After a 48-29 loss to Oregon in rainy Eugene Friday, the Wildcats dropped out of the rankings for the first time since entering them following a season-opening win over The Citadel.
But as is often the case with rivalry games, records, losing/winning streaks, home-field advantage, weather and myriad other factors can be thrown right out the window. And there is still plenty at stake in this one.
Barring unprecedented action by the NCAA that would give ASU a postseason berth -- effectively allowing it to go to a bowl in place of an already bowl-eligible team -- the Sun Devils will miss a bowl game for the third straight season, even if they are to top their I-10 rivals this week.
But ending the season on a two-game winning streak, avoiding a third-straight losing season and, of course, beating UA for the first time since 2007 would go along way toward restoring some measure of faith in a frustrated fan base, especially with a overwhelming majority of the team's major contributors returning next year.

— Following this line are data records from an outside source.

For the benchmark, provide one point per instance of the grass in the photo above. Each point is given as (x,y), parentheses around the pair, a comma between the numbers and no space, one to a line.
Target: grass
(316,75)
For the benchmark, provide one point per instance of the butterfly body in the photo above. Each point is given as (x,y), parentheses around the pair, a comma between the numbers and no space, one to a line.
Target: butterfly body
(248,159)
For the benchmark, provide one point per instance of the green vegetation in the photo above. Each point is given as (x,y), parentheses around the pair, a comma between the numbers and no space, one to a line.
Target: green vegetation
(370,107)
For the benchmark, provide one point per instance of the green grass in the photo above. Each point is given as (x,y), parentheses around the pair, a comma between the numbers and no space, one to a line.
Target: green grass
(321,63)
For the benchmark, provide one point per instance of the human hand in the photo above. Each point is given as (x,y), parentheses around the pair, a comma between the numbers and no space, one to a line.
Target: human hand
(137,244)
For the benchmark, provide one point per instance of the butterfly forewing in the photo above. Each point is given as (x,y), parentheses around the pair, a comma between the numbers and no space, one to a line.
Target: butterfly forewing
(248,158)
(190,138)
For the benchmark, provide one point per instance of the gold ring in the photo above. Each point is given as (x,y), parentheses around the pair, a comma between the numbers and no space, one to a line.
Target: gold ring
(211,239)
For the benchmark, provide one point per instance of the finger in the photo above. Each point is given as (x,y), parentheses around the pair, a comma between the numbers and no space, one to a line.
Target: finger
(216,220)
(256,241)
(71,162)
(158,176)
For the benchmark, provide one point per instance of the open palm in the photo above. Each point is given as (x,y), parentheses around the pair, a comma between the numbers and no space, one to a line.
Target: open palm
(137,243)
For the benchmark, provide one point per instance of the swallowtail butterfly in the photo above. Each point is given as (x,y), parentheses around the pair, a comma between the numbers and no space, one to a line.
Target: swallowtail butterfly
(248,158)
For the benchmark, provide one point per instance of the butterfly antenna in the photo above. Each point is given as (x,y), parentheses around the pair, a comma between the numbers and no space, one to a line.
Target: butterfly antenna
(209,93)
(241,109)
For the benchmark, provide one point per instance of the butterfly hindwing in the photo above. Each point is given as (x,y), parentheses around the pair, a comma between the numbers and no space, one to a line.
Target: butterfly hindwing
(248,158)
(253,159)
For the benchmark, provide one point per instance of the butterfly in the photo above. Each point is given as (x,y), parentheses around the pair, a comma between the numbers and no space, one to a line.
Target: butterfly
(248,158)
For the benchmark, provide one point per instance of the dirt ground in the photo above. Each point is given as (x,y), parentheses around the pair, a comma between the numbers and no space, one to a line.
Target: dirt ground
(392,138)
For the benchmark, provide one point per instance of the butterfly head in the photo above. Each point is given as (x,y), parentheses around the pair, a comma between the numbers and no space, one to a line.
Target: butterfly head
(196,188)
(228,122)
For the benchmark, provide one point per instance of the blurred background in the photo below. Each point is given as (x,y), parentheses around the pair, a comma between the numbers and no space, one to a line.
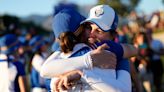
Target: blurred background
(141,22)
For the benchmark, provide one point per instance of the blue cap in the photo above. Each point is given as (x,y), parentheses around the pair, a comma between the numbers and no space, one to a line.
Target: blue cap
(9,42)
(66,20)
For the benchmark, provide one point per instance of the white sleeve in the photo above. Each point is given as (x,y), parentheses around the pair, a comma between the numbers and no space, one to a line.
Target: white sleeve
(54,66)
(120,84)
(37,62)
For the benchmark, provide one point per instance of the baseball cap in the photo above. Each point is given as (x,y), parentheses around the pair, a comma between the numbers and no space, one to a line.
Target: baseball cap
(104,17)
(8,43)
(66,20)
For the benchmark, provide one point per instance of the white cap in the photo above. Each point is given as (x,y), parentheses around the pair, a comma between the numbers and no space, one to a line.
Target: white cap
(103,16)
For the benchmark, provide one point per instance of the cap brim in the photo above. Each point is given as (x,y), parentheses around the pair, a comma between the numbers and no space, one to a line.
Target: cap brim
(98,23)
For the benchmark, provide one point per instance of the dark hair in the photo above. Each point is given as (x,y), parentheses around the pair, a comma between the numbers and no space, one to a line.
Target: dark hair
(67,41)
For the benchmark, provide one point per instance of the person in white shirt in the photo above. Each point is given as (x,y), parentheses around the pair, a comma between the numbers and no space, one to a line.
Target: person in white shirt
(100,79)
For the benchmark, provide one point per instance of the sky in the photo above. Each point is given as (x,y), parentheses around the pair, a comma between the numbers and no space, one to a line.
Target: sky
(24,8)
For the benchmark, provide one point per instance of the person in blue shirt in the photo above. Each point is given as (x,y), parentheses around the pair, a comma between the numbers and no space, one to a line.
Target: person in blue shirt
(73,49)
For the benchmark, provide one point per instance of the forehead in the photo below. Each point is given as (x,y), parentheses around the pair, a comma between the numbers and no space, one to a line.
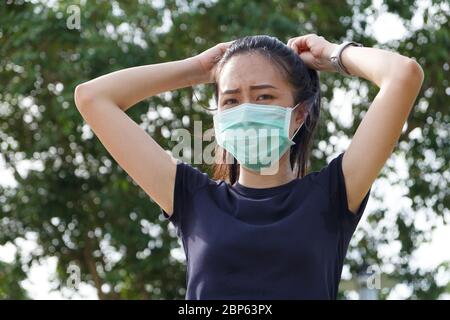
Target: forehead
(248,69)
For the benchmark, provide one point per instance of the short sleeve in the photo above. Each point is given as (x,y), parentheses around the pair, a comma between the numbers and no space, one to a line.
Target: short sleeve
(187,181)
(331,177)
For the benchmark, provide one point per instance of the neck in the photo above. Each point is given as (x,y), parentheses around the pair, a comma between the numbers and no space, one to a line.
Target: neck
(254,179)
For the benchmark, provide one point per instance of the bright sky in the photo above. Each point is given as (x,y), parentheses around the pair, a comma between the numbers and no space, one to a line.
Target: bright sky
(384,28)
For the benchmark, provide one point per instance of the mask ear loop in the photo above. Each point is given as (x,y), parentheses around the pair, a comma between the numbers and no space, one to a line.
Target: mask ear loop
(296,131)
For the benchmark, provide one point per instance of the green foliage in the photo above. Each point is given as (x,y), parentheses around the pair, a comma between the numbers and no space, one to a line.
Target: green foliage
(82,205)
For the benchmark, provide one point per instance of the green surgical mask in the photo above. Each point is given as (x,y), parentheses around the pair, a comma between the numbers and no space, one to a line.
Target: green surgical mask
(256,135)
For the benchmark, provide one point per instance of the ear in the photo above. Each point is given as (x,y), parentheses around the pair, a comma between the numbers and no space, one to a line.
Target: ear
(300,113)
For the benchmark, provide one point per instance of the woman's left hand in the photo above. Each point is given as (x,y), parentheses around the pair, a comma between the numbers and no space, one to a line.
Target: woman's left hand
(314,50)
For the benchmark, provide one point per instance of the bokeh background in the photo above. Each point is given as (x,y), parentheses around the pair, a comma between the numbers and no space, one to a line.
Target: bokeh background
(74,225)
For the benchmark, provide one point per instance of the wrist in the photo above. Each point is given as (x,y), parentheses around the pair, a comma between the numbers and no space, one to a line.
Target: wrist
(197,74)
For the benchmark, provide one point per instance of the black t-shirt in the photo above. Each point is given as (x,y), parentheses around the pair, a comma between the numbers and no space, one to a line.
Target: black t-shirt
(284,242)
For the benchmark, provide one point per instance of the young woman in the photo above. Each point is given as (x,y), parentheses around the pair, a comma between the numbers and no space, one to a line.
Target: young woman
(247,233)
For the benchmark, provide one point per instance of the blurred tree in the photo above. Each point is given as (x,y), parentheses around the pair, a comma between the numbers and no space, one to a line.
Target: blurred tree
(11,274)
(86,210)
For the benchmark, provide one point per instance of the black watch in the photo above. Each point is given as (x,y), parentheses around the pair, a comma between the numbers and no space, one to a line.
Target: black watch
(335,57)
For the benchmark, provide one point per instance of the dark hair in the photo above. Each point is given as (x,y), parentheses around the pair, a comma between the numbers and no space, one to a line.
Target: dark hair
(305,82)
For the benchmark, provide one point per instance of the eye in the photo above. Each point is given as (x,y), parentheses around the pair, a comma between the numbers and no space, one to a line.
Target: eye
(267,96)
(226,102)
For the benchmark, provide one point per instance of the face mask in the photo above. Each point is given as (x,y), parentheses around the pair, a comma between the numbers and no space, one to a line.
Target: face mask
(256,135)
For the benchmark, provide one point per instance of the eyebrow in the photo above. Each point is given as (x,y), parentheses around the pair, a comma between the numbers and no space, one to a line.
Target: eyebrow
(257,87)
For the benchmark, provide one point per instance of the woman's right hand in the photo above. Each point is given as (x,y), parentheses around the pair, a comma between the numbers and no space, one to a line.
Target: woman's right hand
(207,61)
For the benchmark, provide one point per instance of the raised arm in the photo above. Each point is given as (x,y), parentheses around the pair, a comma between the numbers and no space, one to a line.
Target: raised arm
(103,101)
(399,79)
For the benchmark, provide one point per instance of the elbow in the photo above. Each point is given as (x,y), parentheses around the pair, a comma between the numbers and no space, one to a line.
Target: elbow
(413,73)
(83,96)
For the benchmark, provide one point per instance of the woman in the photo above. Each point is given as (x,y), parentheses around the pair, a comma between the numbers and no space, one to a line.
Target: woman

For the Wildcats, who finished 8-5 each of the past two seasons, a win over ASU followed by a victory in the team's bowl game would mean a 9-4 campaign, a possible indication that it is continuing to build toward its goal of becoming one of the Pac-10's elite teams.
"It's big," ASU coach Dennis Erickson Monday in summarizing the importance of the game. "When you have two universities that are in the same state like we are, it's huge. I've been in a lot of rivalry games and this is as big as any. … You're either a Sun Devil or a Wildcat, and that's kind of how this state is. It's bragging rights for a year."

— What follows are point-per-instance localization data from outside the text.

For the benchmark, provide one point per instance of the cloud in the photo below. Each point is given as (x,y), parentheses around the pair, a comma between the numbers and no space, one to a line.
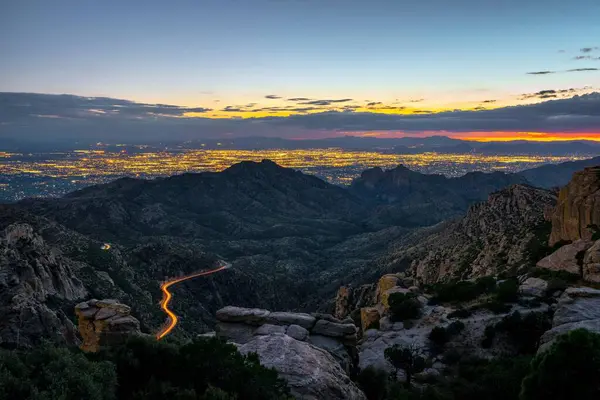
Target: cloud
(541,72)
(582,69)
(564,71)
(325,102)
(68,118)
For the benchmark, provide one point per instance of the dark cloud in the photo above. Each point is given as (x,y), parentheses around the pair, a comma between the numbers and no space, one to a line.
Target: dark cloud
(549,94)
(325,102)
(582,69)
(567,70)
(36,117)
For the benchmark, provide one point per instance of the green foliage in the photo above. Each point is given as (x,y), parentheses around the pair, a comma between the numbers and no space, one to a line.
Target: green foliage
(568,370)
(595,229)
(407,359)
(508,291)
(489,335)
(373,383)
(373,325)
(155,370)
(496,306)
(403,306)
(49,373)
(460,313)
(525,331)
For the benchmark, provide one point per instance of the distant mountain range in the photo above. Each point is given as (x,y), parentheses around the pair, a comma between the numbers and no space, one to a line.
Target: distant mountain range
(406,145)
(292,239)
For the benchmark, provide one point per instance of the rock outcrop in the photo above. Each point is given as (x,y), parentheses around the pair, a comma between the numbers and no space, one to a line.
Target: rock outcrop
(578,208)
(495,236)
(578,307)
(105,323)
(241,325)
(34,279)
(311,373)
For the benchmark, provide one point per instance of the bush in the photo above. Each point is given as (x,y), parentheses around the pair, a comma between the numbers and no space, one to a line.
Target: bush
(489,335)
(403,306)
(148,369)
(439,336)
(52,373)
(496,307)
(568,370)
(508,291)
(525,332)
(460,313)
(407,359)
(373,383)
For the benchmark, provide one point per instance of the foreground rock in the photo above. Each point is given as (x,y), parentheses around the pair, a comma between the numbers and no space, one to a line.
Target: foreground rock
(34,279)
(578,208)
(241,325)
(311,373)
(577,308)
(105,323)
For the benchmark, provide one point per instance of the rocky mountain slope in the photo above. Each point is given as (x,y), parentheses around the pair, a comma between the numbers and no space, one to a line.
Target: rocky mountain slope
(405,197)
(504,234)
(578,208)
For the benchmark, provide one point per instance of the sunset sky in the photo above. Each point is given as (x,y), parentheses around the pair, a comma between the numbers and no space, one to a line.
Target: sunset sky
(256,59)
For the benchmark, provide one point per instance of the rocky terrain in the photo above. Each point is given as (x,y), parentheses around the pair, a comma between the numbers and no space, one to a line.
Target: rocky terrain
(577,215)
(405,197)
(507,233)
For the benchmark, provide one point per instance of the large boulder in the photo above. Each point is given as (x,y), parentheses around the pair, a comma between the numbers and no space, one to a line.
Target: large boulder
(250,316)
(533,287)
(567,258)
(577,308)
(591,263)
(578,207)
(311,373)
(105,323)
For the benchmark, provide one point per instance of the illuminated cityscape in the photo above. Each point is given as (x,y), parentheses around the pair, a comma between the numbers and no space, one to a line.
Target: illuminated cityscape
(55,174)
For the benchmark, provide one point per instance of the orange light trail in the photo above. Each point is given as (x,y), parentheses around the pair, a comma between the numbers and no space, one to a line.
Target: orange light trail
(167,296)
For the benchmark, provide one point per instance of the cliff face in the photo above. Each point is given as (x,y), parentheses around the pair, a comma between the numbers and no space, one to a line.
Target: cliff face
(499,235)
(36,284)
(578,208)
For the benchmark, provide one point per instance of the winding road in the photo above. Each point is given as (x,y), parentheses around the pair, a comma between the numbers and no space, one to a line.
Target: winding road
(167,296)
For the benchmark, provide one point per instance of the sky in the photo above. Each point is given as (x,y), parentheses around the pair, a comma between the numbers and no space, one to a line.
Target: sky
(289,63)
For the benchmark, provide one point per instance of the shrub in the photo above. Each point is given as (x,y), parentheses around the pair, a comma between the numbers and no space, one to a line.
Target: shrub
(508,291)
(439,336)
(148,369)
(460,313)
(568,370)
(404,306)
(496,307)
(525,331)
(489,335)
(373,383)
(52,373)
(407,359)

As Erickson alluded to in his press conference Monday, the Wildcats' success on offense begins with quarterback Nick Foles. The one-time ASU commit -- who changed his tune when Dirk Koetter, the coach who recruited him to Tempe, was fired following the 2006 season -- leads the Pac-10 with an average of 294 yards passing per game.
After missing two games due to dislocated kneecap, Foles has played well of late, including his performance in the loss to the Ducks, when he completed 29 of 54 passes for 448 yards and three touchdowns.
"When you look at Foles, he's one of the better quarterbacks in the country," Erickson said.
Of course, it doesn't hurt to have a weapon like junior wide receiver Juron Criner, the Pac-10 leader in receptions (67) and receiving yards (1,091) -- he is tied for fourth with eight touchdowns -- who Erickson calls "one of the best playmakers I've ever seen."
What has been perhaps the biggest surprise for the Wildcats this season, though, has been the play of its defense, a unit currently ranked fourth in the conference while giving up 339 yards per game (ASU is fifth, 363).
During fall camp, there was much uncertainty coming out of Tucson as to whether the group, which had lost numerous talented players from the previous year's bowl squad, would be able to do keep the team from seeing a drop off in success. Led by senior defensive ends Brooks Reed and Ricky Elmore and a cast of young players who have stepped up in the secondary, UA has seen no such lull in production.
"Defensively they run, and that's what they've built that defense on," Erickson said. "They have outstanding speed."